Au-delà de l’âge canonique atteint par certains (plus ou moins proches de la doxa biyaïste), d’aucuns estiment que  l’élan qu’avait jusqu’alors  pris le pouvoir en place de promouvoir la gent féminine a marqué un coup de frein doublé d’une marche arrière sans précédent. Le plaidoyer porté par des organismes comme More Women in politics (le projet d’appui à la massification de la participation politique des femmes aux échéances électorales de 2018) et celui de l’Onu-femmes s’en trouve contrarié.

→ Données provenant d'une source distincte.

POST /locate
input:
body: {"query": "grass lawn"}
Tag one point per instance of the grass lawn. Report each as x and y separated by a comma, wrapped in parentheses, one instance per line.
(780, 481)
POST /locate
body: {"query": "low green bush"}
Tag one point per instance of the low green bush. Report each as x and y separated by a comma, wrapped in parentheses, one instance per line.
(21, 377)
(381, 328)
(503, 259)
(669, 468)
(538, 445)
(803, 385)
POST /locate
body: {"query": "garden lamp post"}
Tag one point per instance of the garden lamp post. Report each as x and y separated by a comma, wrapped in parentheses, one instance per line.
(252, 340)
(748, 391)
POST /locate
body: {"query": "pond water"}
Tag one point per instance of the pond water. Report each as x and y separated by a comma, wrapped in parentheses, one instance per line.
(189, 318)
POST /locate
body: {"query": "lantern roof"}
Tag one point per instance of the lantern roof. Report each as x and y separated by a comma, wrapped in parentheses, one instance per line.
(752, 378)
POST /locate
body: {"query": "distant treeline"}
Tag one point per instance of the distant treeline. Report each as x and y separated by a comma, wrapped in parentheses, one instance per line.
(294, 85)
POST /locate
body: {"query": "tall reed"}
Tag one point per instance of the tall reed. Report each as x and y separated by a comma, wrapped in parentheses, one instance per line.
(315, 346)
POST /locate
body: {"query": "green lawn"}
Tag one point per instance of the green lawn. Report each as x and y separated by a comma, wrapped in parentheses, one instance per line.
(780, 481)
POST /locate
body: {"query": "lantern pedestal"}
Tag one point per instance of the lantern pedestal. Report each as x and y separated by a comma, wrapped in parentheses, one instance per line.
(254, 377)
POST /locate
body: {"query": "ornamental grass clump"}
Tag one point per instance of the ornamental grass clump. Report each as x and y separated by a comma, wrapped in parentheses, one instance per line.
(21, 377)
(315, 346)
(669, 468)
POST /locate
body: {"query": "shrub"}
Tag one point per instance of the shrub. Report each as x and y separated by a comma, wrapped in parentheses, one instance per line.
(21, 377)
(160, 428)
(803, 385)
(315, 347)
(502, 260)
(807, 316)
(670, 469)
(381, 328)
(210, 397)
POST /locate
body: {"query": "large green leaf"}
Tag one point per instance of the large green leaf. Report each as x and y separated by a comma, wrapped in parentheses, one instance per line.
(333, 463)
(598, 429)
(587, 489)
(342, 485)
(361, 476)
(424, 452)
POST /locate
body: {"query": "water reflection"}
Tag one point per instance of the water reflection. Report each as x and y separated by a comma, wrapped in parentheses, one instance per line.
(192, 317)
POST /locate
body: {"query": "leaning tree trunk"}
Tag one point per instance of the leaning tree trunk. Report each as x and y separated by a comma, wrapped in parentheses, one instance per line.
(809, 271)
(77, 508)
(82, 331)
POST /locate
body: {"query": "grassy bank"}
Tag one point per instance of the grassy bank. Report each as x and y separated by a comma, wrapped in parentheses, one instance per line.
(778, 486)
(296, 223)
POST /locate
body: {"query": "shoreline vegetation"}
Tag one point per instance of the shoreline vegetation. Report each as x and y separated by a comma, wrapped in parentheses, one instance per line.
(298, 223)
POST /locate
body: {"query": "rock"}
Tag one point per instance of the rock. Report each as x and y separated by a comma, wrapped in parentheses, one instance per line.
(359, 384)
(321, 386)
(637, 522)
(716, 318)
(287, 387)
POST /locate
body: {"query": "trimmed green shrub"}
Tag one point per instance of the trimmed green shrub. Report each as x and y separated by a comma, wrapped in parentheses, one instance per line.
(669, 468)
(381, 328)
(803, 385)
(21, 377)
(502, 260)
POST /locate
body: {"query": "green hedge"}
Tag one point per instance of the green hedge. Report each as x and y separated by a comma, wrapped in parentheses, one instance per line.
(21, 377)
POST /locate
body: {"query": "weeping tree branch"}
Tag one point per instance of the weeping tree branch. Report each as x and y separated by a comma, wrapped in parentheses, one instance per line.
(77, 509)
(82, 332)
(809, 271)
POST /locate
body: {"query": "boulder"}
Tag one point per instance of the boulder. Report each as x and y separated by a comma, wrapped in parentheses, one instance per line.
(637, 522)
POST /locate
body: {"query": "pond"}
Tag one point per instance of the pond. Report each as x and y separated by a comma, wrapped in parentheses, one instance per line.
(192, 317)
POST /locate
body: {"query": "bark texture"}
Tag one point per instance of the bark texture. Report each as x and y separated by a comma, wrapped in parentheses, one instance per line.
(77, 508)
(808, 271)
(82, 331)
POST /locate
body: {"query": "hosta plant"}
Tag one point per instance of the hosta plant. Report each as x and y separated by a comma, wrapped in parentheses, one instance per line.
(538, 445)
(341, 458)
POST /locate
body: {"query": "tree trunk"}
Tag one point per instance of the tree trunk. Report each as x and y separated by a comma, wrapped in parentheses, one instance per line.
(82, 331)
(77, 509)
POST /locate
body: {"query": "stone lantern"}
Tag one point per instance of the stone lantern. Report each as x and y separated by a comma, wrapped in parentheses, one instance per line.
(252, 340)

En outre, l’implication des femmes dans la résolution des conflits en vertu de l’Agenda 1325 des Nations unies peine à être observée par le Cameroun. «Cette résolution demande instamment aux États membres de faire en sorte que les femmes soient davantage représentées à tous les niveaux de prise de décisions dans les institutions et mécanismes nationaux, régionaux et internationaux pour la prévention, la gestion et le règlement des différends. Si l’on se réfère aux missions du Conseil constitutionnel, il s’agit d’une institution qui règle des conflits», analyse Duplex Kuenzop, membre de la Dynamique mondiale des jeunes (DMJ).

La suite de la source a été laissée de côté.